Workshop - Data Science In the Cloud Using Amazon


Details
Zaponet - data science solution is proud to host half a day workshop about data science in the cloud
Co-sponsored with the Israeli Statistics Association
Audience: data scientists, data engineers and sysadmins
Agenda:
09:30 – 10:30 AWS Overview:
Presenter: Guy Ernest
(*) The reason behind Amazon Web Services (unified API, Global infrastructure, pay for what you use..)
(*) The many AWS services: S3, EC2, EMR, EBS, AMIs, DynamoDB, SQS
(*) The AWS pricing model (on demand, reserved instances and spot instances)

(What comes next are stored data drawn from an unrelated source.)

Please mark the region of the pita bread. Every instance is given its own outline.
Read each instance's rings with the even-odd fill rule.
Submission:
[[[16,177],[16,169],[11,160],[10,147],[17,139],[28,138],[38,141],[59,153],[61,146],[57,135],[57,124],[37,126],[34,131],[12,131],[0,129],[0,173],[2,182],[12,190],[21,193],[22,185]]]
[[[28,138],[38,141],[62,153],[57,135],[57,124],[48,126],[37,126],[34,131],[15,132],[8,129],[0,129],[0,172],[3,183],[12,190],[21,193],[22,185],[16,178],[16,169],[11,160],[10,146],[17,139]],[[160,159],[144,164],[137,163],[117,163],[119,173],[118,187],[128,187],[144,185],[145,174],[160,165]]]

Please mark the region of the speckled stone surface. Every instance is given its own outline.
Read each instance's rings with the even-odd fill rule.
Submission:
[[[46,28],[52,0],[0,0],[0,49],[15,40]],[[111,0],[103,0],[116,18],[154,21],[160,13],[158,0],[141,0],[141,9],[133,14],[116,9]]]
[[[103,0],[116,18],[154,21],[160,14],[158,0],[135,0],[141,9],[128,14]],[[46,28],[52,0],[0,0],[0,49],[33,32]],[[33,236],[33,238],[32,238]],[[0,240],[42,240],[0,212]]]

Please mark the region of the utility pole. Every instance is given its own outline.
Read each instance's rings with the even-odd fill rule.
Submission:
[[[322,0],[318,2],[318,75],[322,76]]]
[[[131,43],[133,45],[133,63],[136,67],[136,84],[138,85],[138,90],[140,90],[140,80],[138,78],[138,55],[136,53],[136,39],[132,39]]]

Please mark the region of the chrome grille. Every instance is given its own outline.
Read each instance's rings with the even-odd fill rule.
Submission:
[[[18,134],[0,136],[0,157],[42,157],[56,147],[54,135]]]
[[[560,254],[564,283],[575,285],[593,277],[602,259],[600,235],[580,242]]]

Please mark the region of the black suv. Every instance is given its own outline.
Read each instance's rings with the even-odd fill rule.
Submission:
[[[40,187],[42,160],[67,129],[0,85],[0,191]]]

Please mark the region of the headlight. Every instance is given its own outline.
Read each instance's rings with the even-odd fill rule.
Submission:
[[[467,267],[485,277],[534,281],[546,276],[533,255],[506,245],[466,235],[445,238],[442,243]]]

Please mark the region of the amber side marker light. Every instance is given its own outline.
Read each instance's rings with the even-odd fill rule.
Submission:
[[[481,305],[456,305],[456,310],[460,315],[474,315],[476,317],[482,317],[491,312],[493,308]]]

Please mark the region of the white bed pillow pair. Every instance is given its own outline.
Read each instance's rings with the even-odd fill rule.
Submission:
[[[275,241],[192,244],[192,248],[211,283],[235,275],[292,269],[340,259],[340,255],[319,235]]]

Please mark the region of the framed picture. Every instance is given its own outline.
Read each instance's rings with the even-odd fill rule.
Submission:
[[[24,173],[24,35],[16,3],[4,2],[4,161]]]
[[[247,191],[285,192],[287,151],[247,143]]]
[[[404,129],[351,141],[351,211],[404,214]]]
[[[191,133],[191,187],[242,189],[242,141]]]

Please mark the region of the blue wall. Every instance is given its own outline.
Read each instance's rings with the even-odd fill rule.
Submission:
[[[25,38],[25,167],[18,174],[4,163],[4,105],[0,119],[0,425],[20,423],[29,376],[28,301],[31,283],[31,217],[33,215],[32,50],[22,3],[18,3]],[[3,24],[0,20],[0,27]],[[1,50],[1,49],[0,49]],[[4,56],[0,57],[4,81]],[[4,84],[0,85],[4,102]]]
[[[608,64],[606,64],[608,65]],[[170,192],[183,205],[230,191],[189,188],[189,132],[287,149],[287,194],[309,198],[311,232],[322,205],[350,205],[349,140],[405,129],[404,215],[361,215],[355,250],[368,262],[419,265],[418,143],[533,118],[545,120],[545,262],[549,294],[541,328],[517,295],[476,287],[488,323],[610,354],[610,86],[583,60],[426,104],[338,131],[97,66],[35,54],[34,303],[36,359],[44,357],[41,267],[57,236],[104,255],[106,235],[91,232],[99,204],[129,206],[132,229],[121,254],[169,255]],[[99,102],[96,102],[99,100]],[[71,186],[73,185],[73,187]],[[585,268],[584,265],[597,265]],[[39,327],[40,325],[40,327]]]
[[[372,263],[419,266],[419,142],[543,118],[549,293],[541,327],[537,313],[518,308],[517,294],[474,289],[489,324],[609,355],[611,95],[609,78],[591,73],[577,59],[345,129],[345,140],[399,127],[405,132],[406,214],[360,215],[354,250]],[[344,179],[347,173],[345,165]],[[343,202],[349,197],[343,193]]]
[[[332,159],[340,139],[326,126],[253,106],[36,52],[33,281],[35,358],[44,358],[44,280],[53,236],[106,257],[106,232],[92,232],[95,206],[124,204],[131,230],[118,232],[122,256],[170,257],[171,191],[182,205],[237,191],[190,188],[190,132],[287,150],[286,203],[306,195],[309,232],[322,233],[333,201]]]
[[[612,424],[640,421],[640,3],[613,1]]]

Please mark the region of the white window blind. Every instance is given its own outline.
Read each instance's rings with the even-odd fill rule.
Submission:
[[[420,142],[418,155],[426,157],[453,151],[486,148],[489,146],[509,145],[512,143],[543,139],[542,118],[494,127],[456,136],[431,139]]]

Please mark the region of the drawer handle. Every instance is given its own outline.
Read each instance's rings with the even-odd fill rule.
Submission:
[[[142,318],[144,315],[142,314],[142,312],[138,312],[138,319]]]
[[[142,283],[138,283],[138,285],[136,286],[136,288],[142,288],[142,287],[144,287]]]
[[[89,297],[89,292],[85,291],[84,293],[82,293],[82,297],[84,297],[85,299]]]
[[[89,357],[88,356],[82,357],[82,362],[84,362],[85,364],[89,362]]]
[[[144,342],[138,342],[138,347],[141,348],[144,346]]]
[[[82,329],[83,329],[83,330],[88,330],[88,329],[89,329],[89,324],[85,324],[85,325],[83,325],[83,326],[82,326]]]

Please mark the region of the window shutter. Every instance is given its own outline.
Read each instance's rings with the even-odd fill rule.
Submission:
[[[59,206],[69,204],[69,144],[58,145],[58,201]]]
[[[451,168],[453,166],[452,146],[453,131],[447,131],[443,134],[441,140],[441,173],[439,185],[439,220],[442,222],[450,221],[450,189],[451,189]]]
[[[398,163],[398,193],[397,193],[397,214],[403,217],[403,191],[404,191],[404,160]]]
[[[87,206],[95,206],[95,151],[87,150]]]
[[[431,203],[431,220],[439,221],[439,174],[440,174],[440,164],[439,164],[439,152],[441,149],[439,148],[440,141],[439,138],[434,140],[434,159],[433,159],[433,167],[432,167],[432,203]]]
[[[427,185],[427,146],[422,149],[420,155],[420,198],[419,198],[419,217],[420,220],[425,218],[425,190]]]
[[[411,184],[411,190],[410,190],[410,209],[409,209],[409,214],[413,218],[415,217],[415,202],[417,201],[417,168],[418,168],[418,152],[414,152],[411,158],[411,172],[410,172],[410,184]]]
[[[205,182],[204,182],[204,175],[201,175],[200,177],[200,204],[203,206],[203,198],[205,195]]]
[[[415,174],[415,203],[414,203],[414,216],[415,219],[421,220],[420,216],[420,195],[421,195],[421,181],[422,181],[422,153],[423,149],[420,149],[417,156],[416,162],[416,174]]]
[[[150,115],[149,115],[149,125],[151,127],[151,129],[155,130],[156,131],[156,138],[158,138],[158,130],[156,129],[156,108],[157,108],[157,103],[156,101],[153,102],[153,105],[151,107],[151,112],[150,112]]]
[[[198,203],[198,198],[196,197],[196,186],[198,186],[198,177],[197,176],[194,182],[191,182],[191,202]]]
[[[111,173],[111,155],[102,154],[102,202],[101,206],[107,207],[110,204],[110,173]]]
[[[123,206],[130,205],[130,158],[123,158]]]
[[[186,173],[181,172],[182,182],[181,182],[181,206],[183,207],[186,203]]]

10:30 – 11:30 Data Analysis Workflow
Presenter: Jonathan Rosenblatt
(* )Workflow of analyzing data using R (or the software of your choice) on a remote cloud machine: connecting to the machine using RStudio server, uploading data, downloading results, scaling up and down on the fly.
(*) Why a cloud machine?
(*) Why a cluster of cloud machines?
11:30 – 11:45 Coffee Break
11:45 – 12:45 setting Up An Analysis Environment:
Presenter: Guy Ernest
(*) Gathering logs
(*) Analyzing sample logs: Setting up a single machine: launching an instance, firewall (RStudio server uses port 8787), connecting to the machine (remote desktop & ssh) creating an AMI, upgrading the machine, using EBS and S3,sharing AMIs,
12:45 – 13:45 Setting Up The Analysis Environment –Advanced Topics:
Presenter: Guy Ernest
(*) Running MapReduce cluster process on the logs - how to optimize your EMR cluster
(*) Setting up a redshift cluster: Copy clean logs data into the cluster
(*) Connecting to the cluster with the above RStudio instance and also BI tool (Tableau)
(*) Managing costs.
Bio:
Guy Ernest is part of the solutions architecture team of Amazon Web Services, where he helps customers with their first and advanced steps in the cloud.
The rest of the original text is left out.